Come ci ha spiegato Papa Benedetto XVI nel 2009, nella celebrazione dei Vespri per l’inizio del Tempo di Avvento, nel «mondo antico era un termine tecnico utilizzato per indicare l’arrivo di un funzionario, la visita del Re o dell’Imperatore di una provincia. Ma poteva indicare anche la venuta della divinità, che esce dal suo nascondimento per manifestarsi con potenza, o che viene celebrata presente nel culto. I cristiani adottarono la parola “Avvento” per esprimere la loro relazione con Gesù Cristo»: Gesù, il Figlio di Dio, entra nella mia vita e vuole rivolgersi a me.
Non a caso, nella Prima Lettera ai Tessalonicesi, San Paolo ci invita a preparare la «venuta del Signore nostro Gesù Cristo» (5,23)… utilizzando il termine “venuta”, da cui deriva la parola Avvento.
Il tempo liturgico dell’Avvento è, quindi, un tempo che ci invita a preparare i nostri cuori nel silenzio dell’attesa, ovvero nello stesso modo in cui la Vergine Maria e una parte del popolo di Israele aspettavano, con tutto il cuore, la venuta del Salvatore.
L’Avvento, infatti, è il tempo liturgico mariano per eccellenza: è Maria Santissima che, nel nascondimento, ci fa comprendere come vivere l’attesa, ovvero quell’attesa che al tempo stesso è speranza.

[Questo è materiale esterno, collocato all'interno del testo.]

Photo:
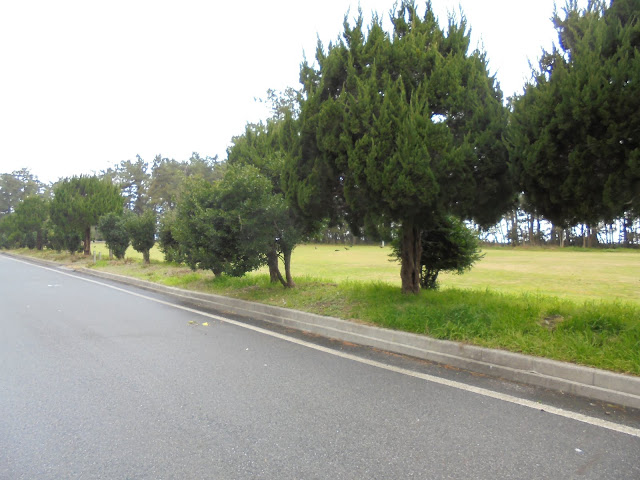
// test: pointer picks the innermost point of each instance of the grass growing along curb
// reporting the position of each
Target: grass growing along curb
(602, 334)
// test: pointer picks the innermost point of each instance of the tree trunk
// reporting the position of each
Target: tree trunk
(531, 237)
(87, 241)
(272, 263)
(625, 230)
(287, 268)
(410, 253)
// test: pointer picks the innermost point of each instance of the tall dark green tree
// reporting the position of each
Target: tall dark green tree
(31, 216)
(401, 127)
(79, 202)
(222, 226)
(142, 232)
(113, 227)
(265, 147)
(573, 134)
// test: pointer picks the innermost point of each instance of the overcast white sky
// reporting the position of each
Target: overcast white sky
(86, 84)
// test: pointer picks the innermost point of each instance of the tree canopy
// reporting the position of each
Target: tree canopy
(79, 202)
(573, 135)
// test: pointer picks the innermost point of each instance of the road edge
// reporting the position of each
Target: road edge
(566, 377)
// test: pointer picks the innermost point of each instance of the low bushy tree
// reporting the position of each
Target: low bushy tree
(450, 246)
(114, 230)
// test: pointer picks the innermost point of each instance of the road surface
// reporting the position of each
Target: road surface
(101, 381)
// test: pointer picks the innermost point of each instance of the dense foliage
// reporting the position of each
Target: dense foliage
(574, 131)
(403, 127)
(79, 202)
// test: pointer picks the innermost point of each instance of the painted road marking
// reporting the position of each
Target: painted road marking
(403, 371)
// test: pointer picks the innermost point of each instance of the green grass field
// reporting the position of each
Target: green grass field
(581, 306)
(571, 273)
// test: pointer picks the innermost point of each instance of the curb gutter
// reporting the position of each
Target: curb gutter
(582, 381)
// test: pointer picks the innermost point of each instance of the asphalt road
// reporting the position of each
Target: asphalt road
(97, 382)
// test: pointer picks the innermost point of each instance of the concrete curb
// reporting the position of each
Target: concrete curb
(566, 377)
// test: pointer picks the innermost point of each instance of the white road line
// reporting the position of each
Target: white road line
(423, 376)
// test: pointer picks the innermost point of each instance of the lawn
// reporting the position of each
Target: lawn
(575, 305)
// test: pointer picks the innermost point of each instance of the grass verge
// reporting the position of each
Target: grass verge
(602, 334)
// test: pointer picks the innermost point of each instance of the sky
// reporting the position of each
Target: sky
(87, 84)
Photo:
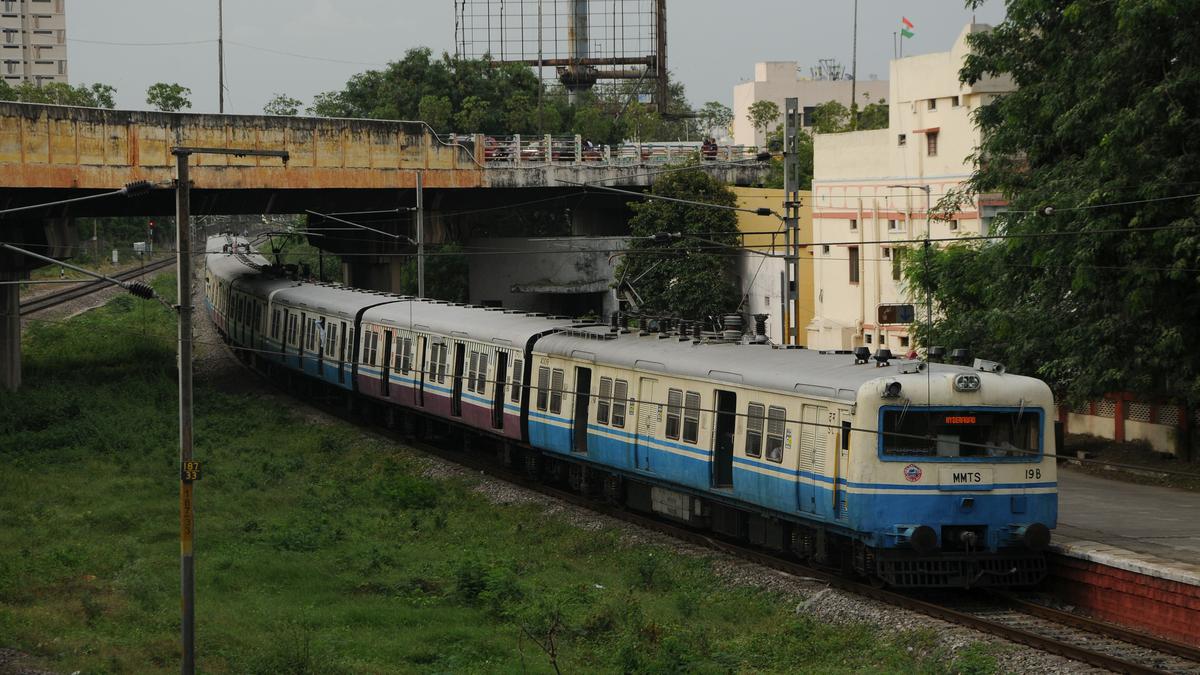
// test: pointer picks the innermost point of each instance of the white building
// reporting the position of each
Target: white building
(864, 217)
(777, 81)
(34, 47)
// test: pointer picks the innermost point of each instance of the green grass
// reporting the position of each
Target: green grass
(324, 550)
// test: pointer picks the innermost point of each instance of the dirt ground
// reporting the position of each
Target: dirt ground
(1134, 463)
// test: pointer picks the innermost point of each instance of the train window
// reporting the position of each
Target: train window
(472, 371)
(691, 418)
(619, 400)
(961, 432)
(405, 353)
(481, 376)
(543, 387)
(675, 412)
(556, 390)
(517, 374)
(755, 418)
(777, 418)
(603, 400)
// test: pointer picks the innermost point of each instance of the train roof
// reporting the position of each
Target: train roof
(485, 324)
(807, 371)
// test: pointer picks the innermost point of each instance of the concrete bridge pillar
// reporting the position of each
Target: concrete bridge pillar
(10, 327)
(54, 238)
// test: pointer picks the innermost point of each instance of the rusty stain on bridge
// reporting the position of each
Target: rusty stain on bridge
(61, 147)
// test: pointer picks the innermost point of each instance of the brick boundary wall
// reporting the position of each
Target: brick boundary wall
(1162, 607)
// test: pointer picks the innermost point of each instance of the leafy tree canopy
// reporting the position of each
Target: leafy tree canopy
(168, 97)
(685, 278)
(478, 95)
(1102, 126)
(60, 94)
(282, 105)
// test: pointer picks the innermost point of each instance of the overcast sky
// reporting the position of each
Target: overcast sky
(712, 43)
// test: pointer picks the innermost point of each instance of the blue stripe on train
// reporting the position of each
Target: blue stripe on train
(875, 514)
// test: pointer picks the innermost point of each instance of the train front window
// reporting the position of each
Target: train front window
(961, 434)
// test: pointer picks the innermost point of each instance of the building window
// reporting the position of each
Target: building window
(675, 412)
(691, 418)
(755, 419)
(603, 400)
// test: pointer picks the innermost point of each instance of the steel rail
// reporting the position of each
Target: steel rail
(88, 287)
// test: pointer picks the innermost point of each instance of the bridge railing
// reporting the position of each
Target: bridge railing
(519, 149)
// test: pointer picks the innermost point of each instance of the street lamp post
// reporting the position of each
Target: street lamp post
(190, 470)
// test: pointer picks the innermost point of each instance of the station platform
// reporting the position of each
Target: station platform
(1128, 553)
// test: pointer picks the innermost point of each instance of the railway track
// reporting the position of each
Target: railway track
(88, 287)
(1005, 615)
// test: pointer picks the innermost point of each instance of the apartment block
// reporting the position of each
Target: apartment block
(778, 81)
(34, 46)
(870, 197)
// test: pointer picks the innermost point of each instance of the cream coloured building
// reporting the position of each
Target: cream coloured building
(34, 47)
(777, 81)
(869, 199)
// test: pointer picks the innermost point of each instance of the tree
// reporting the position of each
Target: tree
(168, 97)
(1102, 127)
(687, 278)
(715, 115)
(60, 94)
(762, 114)
(282, 105)
(436, 112)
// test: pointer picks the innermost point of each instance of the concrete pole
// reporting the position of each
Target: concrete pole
(186, 520)
(420, 237)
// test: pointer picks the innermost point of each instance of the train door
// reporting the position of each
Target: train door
(839, 440)
(341, 353)
(582, 398)
(811, 457)
(460, 357)
(502, 377)
(283, 338)
(385, 371)
(723, 438)
(420, 368)
(648, 414)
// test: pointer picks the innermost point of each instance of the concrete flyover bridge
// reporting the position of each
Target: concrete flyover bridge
(53, 153)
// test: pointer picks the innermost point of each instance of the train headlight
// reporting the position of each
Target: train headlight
(891, 389)
(1035, 536)
(922, 537)
(967, 382)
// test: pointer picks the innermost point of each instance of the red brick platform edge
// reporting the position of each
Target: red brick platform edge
(1165, 608)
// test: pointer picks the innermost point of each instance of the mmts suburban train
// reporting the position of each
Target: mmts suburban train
(913, 475)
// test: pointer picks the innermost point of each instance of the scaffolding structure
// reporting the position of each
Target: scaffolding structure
(604, 46)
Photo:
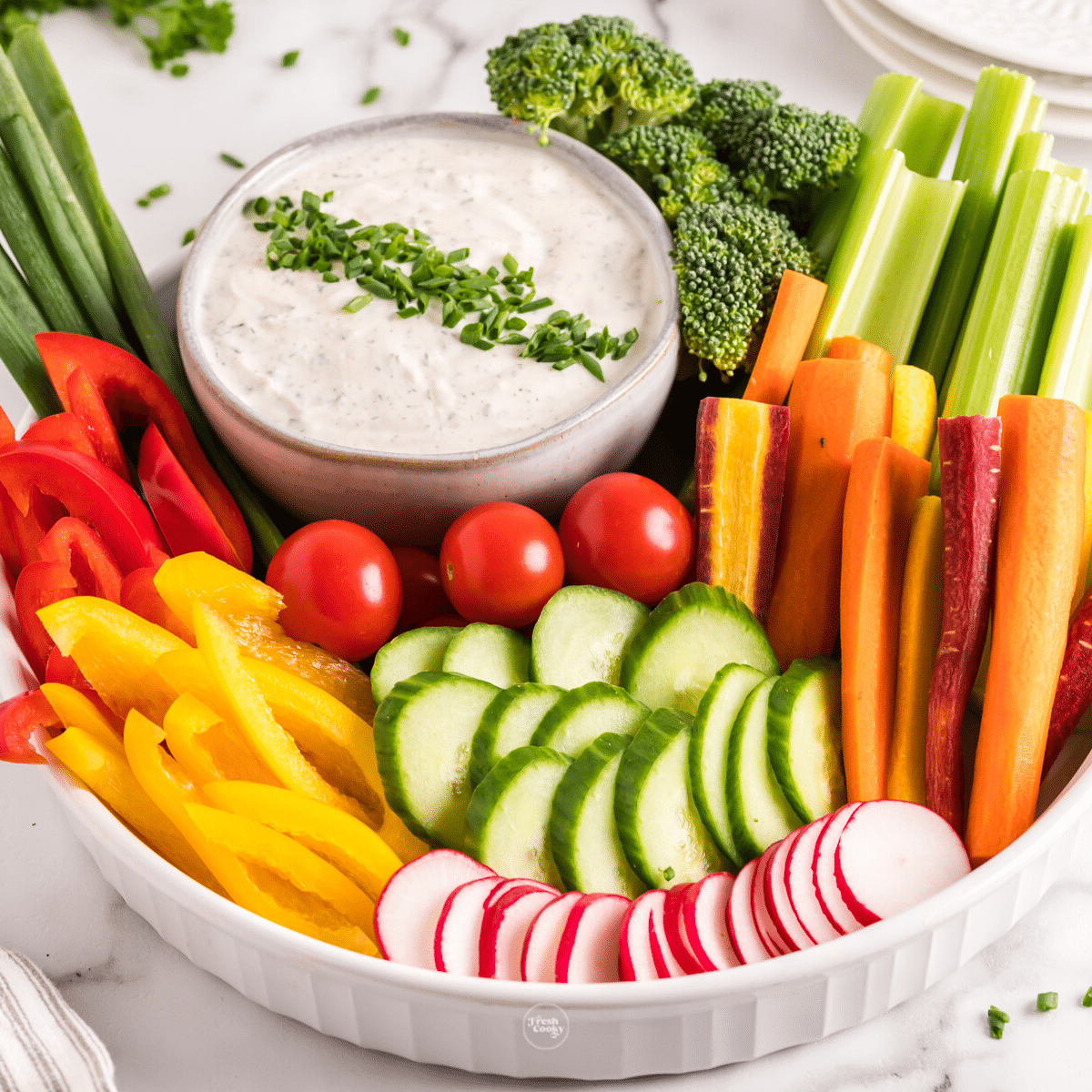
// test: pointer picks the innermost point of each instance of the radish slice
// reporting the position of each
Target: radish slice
(790, 927)
(410, 905)
(539, 960)
(893, 855)
(763, 922)
(800, 880)
(823, 871)
(589, 948)
(675, 932)
(459, 928)
(634, 938)
(705, 924)
(508, 916)
(743, 933)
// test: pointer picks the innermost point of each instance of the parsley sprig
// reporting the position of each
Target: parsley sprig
(397, 263)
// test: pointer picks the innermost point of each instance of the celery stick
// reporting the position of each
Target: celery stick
(14, 99)
(896, 114)
(21, 228)
(999, 110)
(1067, 367)
(888, 256)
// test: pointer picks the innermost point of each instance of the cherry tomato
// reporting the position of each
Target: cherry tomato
(341, 587)
(423, 594)
(500, 562)
(627, 533)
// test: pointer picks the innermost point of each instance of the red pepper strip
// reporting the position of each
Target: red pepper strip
(136, 396)
(61, 430)
(90, 410)
(184, 517)
(91, 491)
(39, 584)
(19, 718)
(85, 554)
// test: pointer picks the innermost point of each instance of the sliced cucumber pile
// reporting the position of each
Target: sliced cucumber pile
(508, 722)
(508, 816)
(686, 642)
(581, 715)
(582, 634)
(804, 736)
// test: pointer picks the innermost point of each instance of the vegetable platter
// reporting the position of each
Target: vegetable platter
(753, 1016)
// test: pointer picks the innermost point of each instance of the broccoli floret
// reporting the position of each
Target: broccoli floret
(676, 167)
(591, 77)
(730, 259)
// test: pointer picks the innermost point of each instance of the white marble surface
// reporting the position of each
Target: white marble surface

La speranza, però, può essere vissuta in due modi totalmente differenti: una speranza illusoria, totalmente irraggiungibile, che ci spinge a vivere un’intera vita proiettata nel futuro e mai nel presente; oppure una speranza che nasce dalla certezza, che ci fa sperare, che ci riempie il cuore.
La speranza che oggigiorno è più comune nel mondo è della prima tipologia, ovvero una speranza che si traduce in un’attesa costante del futuro, che rischia di sfociare in qualcosa di insopportabile: quando si è bambini si vuole crescere, da adulti si attende il coronamento del successo (in ambito lavorativo, familiare, di posizionamento sociale, ..), con l’avanzare dell’età si aspira al meritato riposo… ma arriva poi il momento in cui si riconosce di non aver mai vissuto pienamente, perché costantemente immersi nel futuro.
La speranza di Maria (ovvero la speranza che dovrebbe essere di tutti i cristiani) appartiene invece alla seconda tipologia: è una speranza animata dalla certezza che il Signore è presente nella nostra vita e che tutto troverà compimento nel Regno di Dio.
Questa speranza, ovvero la vera speranza, è possibile per ogni essere umano, perché, attraverso il sì di Maria, si è fatto concreto ciò che l’angelo Gabriele disse a Maria: «Ecco, concepirai un figlio, lo darai alla luce e lo chiamerai Gesù».
L’intera salvezza umana, avvenuta attraverso la morte in Croce e la Risurrezione di Gesù Cristo, è stata quindi possibile grazie all’accettazione da parte della Vergine Maria del messaggio portatole dall’angelo Gabriele.
In questi ultimi giorni di Avvento, con il cuore colmo di speranza, meditiamo sulla responsabilità e sul privilegio di essere creature libere: Dio aspetta il nostro “sì” per manifestarsi a noi e attraverso di noi, così come ha atteso il “sì” di Maria Santissima, per poter far nascere a Betlemme, in una semplice mangiatoia, il Salvatore del mondo.